Ever since I’ve moved to the College Hill Corridor this past summer, I’ve developed a growing flirtation with the idea that Macon needs a book and I need to write it. As a ghostwriter, I’ve actually written 5 books, but never anything under my own name or about a subject I am particularly passionate about. But every day as I walk or drive past the incredible houses here on College Street and in the surrounding area, I find myself wondering how many stories have unfolded inside the walls of each one. I mean, you can practically feel the drama and the glamour and the humanity of it all sizzling underneath the surface, just waiting for some curious bystander like me to come along, poke around, and put it all down on paper.
Recently, I’ve begun testing the waters of that book-to-be by exploring my immediate surroundings. And would you believe it, there’s more fascinating history within a square mile of my front door than most entire cities can claim. Here’s a little sample of some of the College Hill Corridor's most interesting historic haunts.
1180 Washington Avenue
The library itself – which playwright Tennessee Williams used to regularly visit during his brief time in Macon – has been a College Hill fixture since the cornerstone was first laid in 1919. Before it was home to a public library, the site was once the home of former Mayor James H.R. Washington. One of the more interesting visitors at the Washington’s home was British author William Makepeace Thackeray (Vanity Fair, Barry Lyndon) in February 1856. Macon was one of the famed satirist’s stops in a tour of lectures in the U.S. While he was here, Thackeray called on other well-known Maconites, at the next stop on the tour.
934 Georgia Avenue
In a letter to his daughters back in England, William Makepeace Thackeray mentioned visiting the Johnstons, whom he wrote were “old friends of the family.” At that time, the Johnstons were building a house in “this rambling, lazy out of the way place,” the Vanity Fair author wrote in his letter back home, and temporarily residing “in an uncommonly nice big room on the ground floor in which I felt I could instantly write novels.” The “nice big room” would by 1859 become the foundation of what is now known as The Hay House, an 18,000-square-foot mansion built in the Italian Renaissance Revival style. Now a museum, The Hay House is open to the public for guided tours.
The Holt House
1129 Georgia Avenue
Now a private residence, this outstanding example of Greek Revival architecture is notable for being the birthplace of Nanaline Holt, who would eventually go on to become one of the New York’s most sought-after socialites, grace the cover of Time magazine in 1931, have a university founded by and named for her family (Duke University), and give birth to “poor little rich girl” Doris Duke. Nanaline Holt Inman Duke's first marriage was to an Atlanta cotton merchant, but it was her marriage to tobacco baron James Duke that vaulted her into the country’s wealthiest elite.

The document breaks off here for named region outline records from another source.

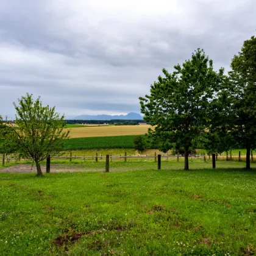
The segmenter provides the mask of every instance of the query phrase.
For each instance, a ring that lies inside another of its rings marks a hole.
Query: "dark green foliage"
[[[134,148],[140,151],[143,151],[146,149],[146,141],[144,135],[137,135],[133,138]]]
[[[247,149],[249,168],[250,151],[256,144],[256,37],[244,41],[231,68],[230,80],[238,91],[233,99],[233,134]]]
[[[149,135],[158,148],[166,152],[184,149],[185,169],[188,169],[188,148],[210,125],[210,100],[223,81],[223,69],[213,70],[213,62],[198,49],[191,60],[174,66],[151,86],[150,95],[140,98],[144,119],[155,126]]]

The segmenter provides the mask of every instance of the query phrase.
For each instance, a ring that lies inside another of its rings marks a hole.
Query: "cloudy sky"
[[[67,117],[139,113],[197,48],[228,70],[255,13],[255,0],[0,0],[0,115],[27,92]]]

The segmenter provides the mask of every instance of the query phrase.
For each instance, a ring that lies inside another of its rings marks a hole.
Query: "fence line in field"
[[[18,156],[16,156],[15,154],[10,154],[11,155],[11,157],[9,157],[10,155],[7,155],[7,154],[3,154],[2,155],[2,166],[4,166],[5,163],[9,163],[11,160],[14,160],[15,163],[17,162],[27,162],[27,161],[31,161],[32,160],[32,158],[21,158],[19,157]],[[75,155],[75,156],[73,156],[72,155],[72,152],[70,152],[69,153],[69,155],[68,156],[63,156],[63,155],[55,155],[55,156],[53,156],[53,157],[48,157],[48,160],[47,160],[47,165],[49,165],[49,163],[51,162],[51,158],[52,160],[56,160],[56,161],[57,162],[59,159],[69,159],[69,162],[72,162],[72,160],[76,160],[76,159],[82,159],[84,160],[85,160],[86,159],[92,159],[92,160],[95,160],[95,161],[97,162],[98,161],[98,159],[106,159],[106,162],[107,162],[108,161],[109,162],[109,159],[110,160],[110,162],[112,162],[112,159],[115,159],[115,158],[123,158],[124,160],[124,162],[127,162],[127,159],[129,158],[138,158],[140,159],[141,160],[142,160],[142,159],[143,158],[154,158],[155,162],[158,162],[158,168],[160,169],[161,168],[161,158],[166,158],[166,160],[168,160],[168,158],[177,158],[177,161],[179,162],[180,158],[184,158],[185,155],[184,154],[180,154],[180,155],[168,155],[168,154],[164,154],[164,155],[161,155],[161,154],[158,154],[157,155],[157,152],[155,152],[155,154],[154,155],[127,155],[127,152],[124,153],[124,155],[106,155],[105,156],[104,156],[101,154],[100,154],[99,155],[98,155],[98,153],[96,153],[95,155],[92,155],[92,156],[85,156],[85,154],[84,154],[84,156],[76,156]],[[193,158],[203,158],[204,162],[206,161],[207,158],[208,159],[211,158],[211,155],[205,155],[204,154],[190,154],[188,155],[188,158],[193,159]],[[241,155],[241,152],[239,151],[239,155],[238,157],[235,157],[235,156],[232,156],[231,152],[230,154],[230,157],[229,157],[228,154],[226,154],[226,155],[221,155],[221,156],[218,156],[218,154],[213,154],[212,155],[212,162],[213,162],[213,168],[215,168],[215,161],[218,161],[218,159],[226,159],[227,161],[229,161],[229,160],[238,160],[238,161],[241,161],[243,159],[244,159],[244,157],[243,157]],[[159,160],[160,159],[160,160]],[[252,162],[253,161],[253,156],[252,155]],[[106,167],[107,168],[107,167]],[[109,166],[108,166],[108,169],[109,169]]]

Photo of Nanaline Holt Inman Duke
The Beall-Jordan-Dunlap House
315 College Street
The Georgian-style mansion was built in 1860 by cotton plantation owner Nathan Beall. Though it now belongs to Mercer University, it is perhaps most famously recognized as the house where The Allman Brothers Band shot the cover of their first album in 1969. Band members also lived next door, at 309 College Street, for a time after moving to Macon.
397 College Street
Though you’d never know it today, this exquisite Louis XVI French chateau-style mansion was first built in 1889 as a red brick Victorian. Famed local architect Neel Reid redesigned it in 1917, as well as personally overseeing the interior decoration. A private home, the house was once a therapeutic health spa known for its healing “vapor baths” as well as the temporary home of former First Lady of the Republic of China, Madame Chiang Kai Shek, during her tenure as a Wesleyan College student.